Kontroversi dan Kekhawatiran yang Meliputi Worldcoin
Model bisnis Worldcoin, yang memberikan imbalan mata uang kripto sebagai kompensasi atas pemindaian iris mata, menuai kritik pedas dari berbagai pihak. Banyak yang menilai praktik ini sebagai bentuk penyuapan atau eksploitasi data pribadi. Kekhawatiran semakin meningkat mengingat riwayat penyalahgunaan data yang kerap terjadi di dunia digital.
Selain itu, muncul laporan mengenai praktik penipuan yang dilakukan oleh proyek Worldcoin di beberapa negara berkembang, termasuk Indonesia, Kenya, dan Chili. Dalam laporan tersebut, ditemukan bahwa proyek ini menawarkan hadiah tanpa menjelaskan secara transparan tujuan dari pengumpulan data iris mata pengguna. Insiden peretasan kredensial login operator Worldcoin pada tahun 2023 juga semakin memperburuk citra keamanan platform ini.

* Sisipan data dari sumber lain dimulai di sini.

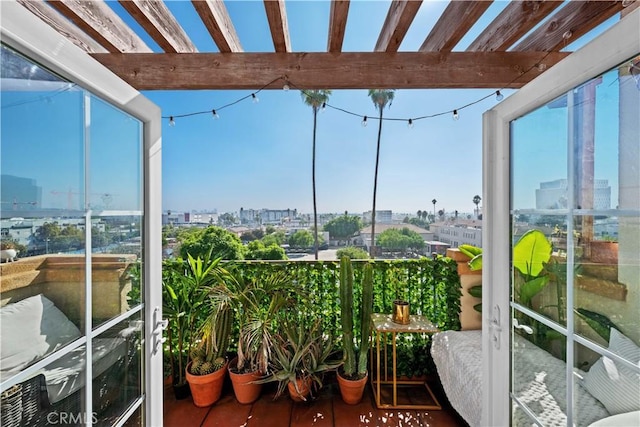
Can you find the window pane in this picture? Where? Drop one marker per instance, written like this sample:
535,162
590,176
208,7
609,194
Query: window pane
117,355
116,253
116,159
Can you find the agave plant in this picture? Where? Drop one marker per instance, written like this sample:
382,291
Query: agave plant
301,355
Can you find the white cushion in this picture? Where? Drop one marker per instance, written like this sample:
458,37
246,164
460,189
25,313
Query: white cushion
613,384
628,419
67,374
30,329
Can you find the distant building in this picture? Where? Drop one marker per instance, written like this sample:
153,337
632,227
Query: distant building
210,218
458,232
19,194
553,194
364,238
382,217
266,216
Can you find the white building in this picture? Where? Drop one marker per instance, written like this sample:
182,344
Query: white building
382,217
553,194
458,232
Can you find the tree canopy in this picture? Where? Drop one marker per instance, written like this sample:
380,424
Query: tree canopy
352,252
258,250
400,240
222,244
343,227
301,239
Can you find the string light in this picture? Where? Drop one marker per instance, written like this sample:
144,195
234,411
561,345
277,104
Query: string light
540,66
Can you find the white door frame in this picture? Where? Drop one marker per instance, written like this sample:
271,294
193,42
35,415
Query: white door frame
30,36
619,43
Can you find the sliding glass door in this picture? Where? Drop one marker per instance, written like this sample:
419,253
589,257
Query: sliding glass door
80,223
564,257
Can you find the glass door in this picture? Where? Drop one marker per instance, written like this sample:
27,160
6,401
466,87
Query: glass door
80,190
562,186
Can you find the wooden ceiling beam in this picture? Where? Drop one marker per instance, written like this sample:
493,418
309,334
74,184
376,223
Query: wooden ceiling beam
456,20
516,20
399,18
101,23
337,24
159,23
349,70
215,17
574,20
63,26
277,17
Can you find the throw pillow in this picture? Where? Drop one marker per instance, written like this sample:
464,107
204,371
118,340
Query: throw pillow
30,329
613,384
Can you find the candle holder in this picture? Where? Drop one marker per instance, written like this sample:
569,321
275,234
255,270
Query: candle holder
401,312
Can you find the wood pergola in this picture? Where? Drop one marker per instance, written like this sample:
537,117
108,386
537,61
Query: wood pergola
498,58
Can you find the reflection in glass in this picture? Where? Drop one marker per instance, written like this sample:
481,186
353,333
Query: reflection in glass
118,352
116,159
116,255
575,178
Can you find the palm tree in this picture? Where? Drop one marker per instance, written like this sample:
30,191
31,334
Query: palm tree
380,98
315,99
476,201
434,201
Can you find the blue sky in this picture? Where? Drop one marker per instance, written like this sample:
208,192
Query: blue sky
259,155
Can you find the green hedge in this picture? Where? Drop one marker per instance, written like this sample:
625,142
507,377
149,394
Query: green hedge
432,287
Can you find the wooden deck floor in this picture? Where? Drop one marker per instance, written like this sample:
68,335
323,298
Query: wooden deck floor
327,410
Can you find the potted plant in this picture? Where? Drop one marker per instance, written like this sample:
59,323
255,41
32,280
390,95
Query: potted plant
8,251
301,356
206,371
258,303
352,377
184,292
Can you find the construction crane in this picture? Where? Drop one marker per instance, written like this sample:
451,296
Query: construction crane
106,197
15,203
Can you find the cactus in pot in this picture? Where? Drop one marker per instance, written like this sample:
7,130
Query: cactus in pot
355,362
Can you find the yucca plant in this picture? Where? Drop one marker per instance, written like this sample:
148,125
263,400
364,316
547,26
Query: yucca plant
210,354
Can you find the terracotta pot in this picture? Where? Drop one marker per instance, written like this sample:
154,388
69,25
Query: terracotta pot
206,389
304,389
352,391
245,389
604,252
181,391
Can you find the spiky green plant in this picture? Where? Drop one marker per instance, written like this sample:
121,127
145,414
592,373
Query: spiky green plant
355,366
210,355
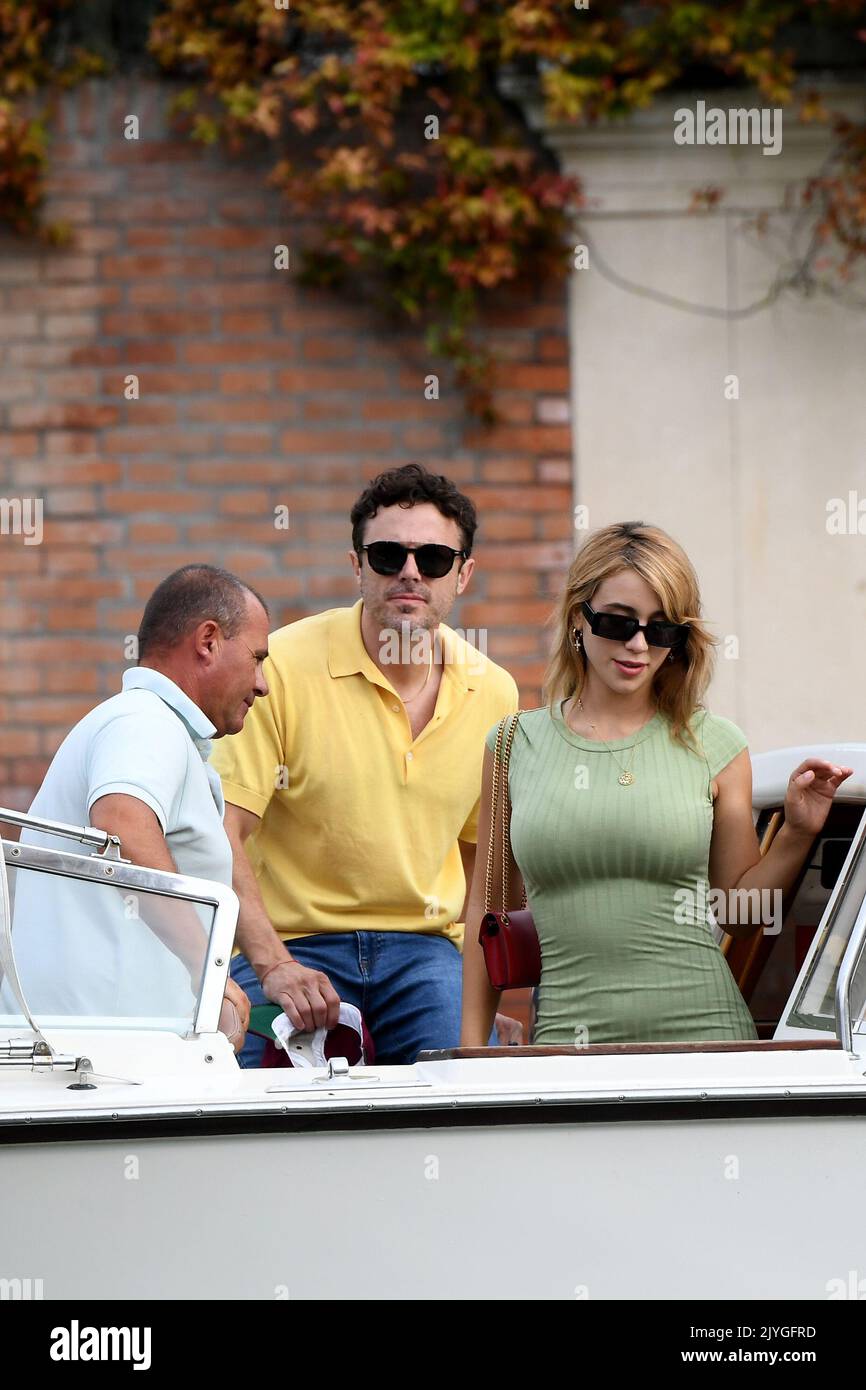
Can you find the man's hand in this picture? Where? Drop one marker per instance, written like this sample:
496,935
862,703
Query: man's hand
235,1015
306,997
509,1030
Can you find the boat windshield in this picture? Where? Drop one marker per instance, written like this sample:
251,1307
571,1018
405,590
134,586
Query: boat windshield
813,994
99,943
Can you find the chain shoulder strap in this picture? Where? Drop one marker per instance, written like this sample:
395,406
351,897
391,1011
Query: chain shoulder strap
499,797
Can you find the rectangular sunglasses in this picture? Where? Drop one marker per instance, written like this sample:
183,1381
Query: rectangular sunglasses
619,628
389,558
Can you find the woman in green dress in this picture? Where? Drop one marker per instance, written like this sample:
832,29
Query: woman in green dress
630,804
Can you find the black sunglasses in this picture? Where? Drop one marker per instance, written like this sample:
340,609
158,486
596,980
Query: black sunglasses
433,560
619,628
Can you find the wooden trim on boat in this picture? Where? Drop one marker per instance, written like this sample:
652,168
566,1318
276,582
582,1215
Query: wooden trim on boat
634,1048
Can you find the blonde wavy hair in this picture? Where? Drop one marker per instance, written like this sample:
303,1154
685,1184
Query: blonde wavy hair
631,545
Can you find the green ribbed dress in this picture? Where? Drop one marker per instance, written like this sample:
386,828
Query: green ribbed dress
617,881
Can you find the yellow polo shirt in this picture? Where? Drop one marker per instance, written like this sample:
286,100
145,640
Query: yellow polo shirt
359,820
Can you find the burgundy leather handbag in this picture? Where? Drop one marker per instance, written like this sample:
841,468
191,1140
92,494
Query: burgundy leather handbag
509,940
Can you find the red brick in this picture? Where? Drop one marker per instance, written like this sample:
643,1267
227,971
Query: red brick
38,355
72,501
217,471
243,381
517,584
270,350
146,502
77,416
18,741
242,412
66,617
331,407
153,293
18,325
423,437
168,324
517,439
246,321
508,470
64,384
553,348
338,348
332,378
211,531
508,526
235,238
143,441
15,388
181,382
334,441
153,533
159,267
150,238
246,503
553,470
150,413
70,325
68,298
531,377
242,293
17,445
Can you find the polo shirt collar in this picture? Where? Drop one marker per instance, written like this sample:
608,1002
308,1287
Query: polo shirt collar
198,723
349,656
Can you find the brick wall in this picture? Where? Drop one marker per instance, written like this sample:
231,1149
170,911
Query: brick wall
253,394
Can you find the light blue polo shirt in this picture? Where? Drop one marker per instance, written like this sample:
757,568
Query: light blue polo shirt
82,950
152,741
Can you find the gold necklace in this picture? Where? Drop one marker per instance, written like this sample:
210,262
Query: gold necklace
423,685
626,777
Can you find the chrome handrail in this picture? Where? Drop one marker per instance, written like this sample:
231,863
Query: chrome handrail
851,958
7,962
100,868
102,840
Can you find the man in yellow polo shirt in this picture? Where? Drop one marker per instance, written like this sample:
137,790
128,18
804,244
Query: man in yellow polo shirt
352,791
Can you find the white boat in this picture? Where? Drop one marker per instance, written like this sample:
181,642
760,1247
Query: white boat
138,1161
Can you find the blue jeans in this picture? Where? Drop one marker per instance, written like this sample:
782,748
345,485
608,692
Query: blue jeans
406,984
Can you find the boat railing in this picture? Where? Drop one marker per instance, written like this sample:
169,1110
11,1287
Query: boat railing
106,866
844,980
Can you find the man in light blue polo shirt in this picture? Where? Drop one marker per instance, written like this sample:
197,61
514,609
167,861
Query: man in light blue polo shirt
136,766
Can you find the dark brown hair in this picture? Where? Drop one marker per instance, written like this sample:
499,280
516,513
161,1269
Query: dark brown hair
407,485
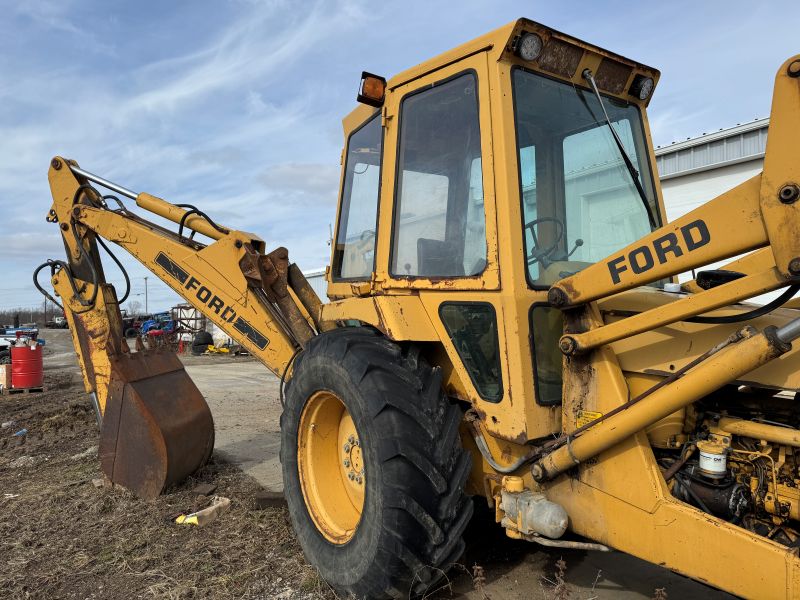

Santiago Siri, anggota dewan Proof of Humanity, bahkan menyebut Worldcoin sebagai bentuk kolonialisme data, mengingat operasi Orb lebih banyak dikerahkan di negara-negara dengan regulasi privasi yang lemah. Pengawasan ketat juga dilakukan oleh regulator di berbagai negara, termasuk Prancis dan Inggris, yang melakukan penyelidikan terkait pengumpulan data yang tidak jelas.
Pemerintah Kenya bahkan menuntut Worldcoin untuk menghentikan kegiatan pengumpulan datanya di negara tersebut. Di Indonesia, kekhawatiran ini berujung pada pembekuan izin operasional Worldcoin dan World ID oleh Kominfo.
Pembekuan Izin oleh Kominfo dan Langkah Selanjutnya
Kominfo membekukan izin Worldcoin dan World ID sebagai langkah preventif untuk melindungi masyarakat dari potensi risiko yang mungkin timbul akibat layanan digital tersebut. Pembekuan ini dilakukan menyusul laporan dari masyarakat mengenai aktivitas mencurigakan terkait layanan Worldcoin.
Kominfo berencana memanggil perwakilan PT Terang Bulan Abadi dan PT Sandina Abadi Nusantara untuk memberikan klarifikasi terkait dugaan pelanggaran ketentuan penyelenggaraan sistem elektronik. Berdasarkan catatan Kominfo, layanan Worldcoin di Indonesia menggunakan tanda daftar penyelenggara sistem elektronik (TDPSE) atas nama PT Sandina Abadi Nusantara, sementara PT Terang Bulan Abadi belum terdaftar sebagai penyelenggara sistem elektronik.
Ketidakpatuhan terhadap kewajiban pendaftaran dan penggunaan identitas badan hukum lain dianggap sebagai pelanggaran serius terhadap peraturan perundang-undangan yang berlaku. Kasus Worldcoin menjadi sorotan penting mengenai perlindungan data pribadi dan tanggung jawab penyelenggara sistem elektronik di era digital.